Der Rückfall beginnt meist schon lange vorher im Kopf

 

 

 

Der Rückfall beginnt überwiegend schon lange vorher im Kopf  

Eingeleitet wird ein Rückfall nicht nur von einem Mangel an festem Vorsatz bezüglich der Abstinenz, sondern bisweilen paradoxerweise von einem Zufiel an guten Vorsätzen. Wenn man sich nämlich in dem ersten „Höhenrausch“ (Euphorie) der Abstinenz zu viel vornimmt, dann wird die Umsetzung schwierig und es entsteht eine Unzufriedenheit mit sich selbst. Wird diese Unzufriedenheit dann zu einem Dauerzustand, entsteht daraus bald das Verlangen nach Erleichterung: Im Bewusstsein des Betroffenen bildet sich der Eindruck, dass sich die Abstinenz eben doch nicht „lohnt“.

Hinzu kommt, dass Abhängige, denen Anerkennung von außen sehr wichtig ist, diese nur anfangs für die abstinente Lebensführung erhalten. Mit der Zeit wird diese Lebensweise für die anderen selbstverständlich, sodass niemand mehr den Alkoholiker dafür lobt oder ihm Anerkennung zollt, was ihn enttäuschen mag.

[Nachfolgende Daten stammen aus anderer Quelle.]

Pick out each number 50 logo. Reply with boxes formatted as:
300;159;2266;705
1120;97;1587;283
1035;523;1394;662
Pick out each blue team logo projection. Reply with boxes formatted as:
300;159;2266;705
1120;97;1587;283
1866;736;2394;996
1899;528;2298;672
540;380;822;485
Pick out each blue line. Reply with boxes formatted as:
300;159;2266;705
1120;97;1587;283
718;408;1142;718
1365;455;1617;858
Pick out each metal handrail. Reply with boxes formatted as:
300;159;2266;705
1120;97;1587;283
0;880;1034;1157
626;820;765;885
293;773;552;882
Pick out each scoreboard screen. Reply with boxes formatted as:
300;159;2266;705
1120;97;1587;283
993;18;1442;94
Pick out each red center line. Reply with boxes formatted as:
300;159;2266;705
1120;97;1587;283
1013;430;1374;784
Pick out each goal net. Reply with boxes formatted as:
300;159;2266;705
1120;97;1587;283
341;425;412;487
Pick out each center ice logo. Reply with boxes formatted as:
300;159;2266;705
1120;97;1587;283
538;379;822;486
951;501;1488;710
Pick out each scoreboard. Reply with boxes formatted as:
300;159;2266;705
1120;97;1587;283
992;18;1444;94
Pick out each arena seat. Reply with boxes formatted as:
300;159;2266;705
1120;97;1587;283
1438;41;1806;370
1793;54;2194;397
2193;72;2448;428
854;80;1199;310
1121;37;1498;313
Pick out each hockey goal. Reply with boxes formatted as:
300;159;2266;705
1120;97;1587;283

Das Ausmaß und die Wucht des Rückfalls werden außerdem oft noch davon mitbestimmt, wie lange der Betreffende abstinent gelebt hat und was er damit verbindet. Es scheint, dass Schuld, Scham und Selbstverachtung wegen der Rückfälligkeit um so größer sind, je länger die Abstinenz schon dauert. Wer nicht Tag für Tag abstinent lebt, sondern die Abstinenztage wie einen Berg Geld auftürmt, der verliert natürlich besonders viel, wenn er mit einem Rückfall alles „Ersparte“ in einem großen Loch verschwinden sieht:

Mit einem einzigen Glas ist man kein Abstinenter mehr! Man ändert schlagartig seine Identität von „abstinent“ in „rückfällig“, sodass es dann schon völlig egal ist, wie viel man trinkt. Und jeder Alkoholiker weiß, dass Selbstvorwürfe und Schamgefühle zwar nicht verschwinden, wenn man trinkt, dass sie aber doch irgendwie erträglicher werden. Wer sich also selbst mit übersteigerten Selbstvorwürfen überschüttet, entlastet dadurch zwar sein Gewissen in bestimmter Weise, aber er verschlimmert eventuell eher noch den Rückfall. Deshalb empfehlen wir eine andere Denkweise.

Der Rückfall ist aber nur zum Teil eine Frage der Willenskraft, des Denkens oder der Dummheit. Zuallererst ist er ein Produkt des Ausweichens und der falschen Sicherheit: Die meisten weichen jeglicher Beschäftigung mit dem Rückfall von vornherein aus, zum Beispiel mit der Begründung:

"Das ist kein Thema mehr für mich, denn ich will ja nicht mehr trinken".

Da aber Willenskraft etwas Veränderliches ist und aus vielen Quellen gespeist wird, sollte jeder seine eigenen Rückfälle während der Therapie quasi „im Sandkasten bauen“, das heißt in Gedanken und mithilfe der anderen Gruppenmitglieder mögliche Anlässe und Verhaltensweisen für kritische Lebenssituationen durchspielen. Keine Angst! Dadurch bereitet man den Rückfall nicht vor, sondern durchkreuzt ganz im Gegenteil einige der unbewussten Programmierungen dafür.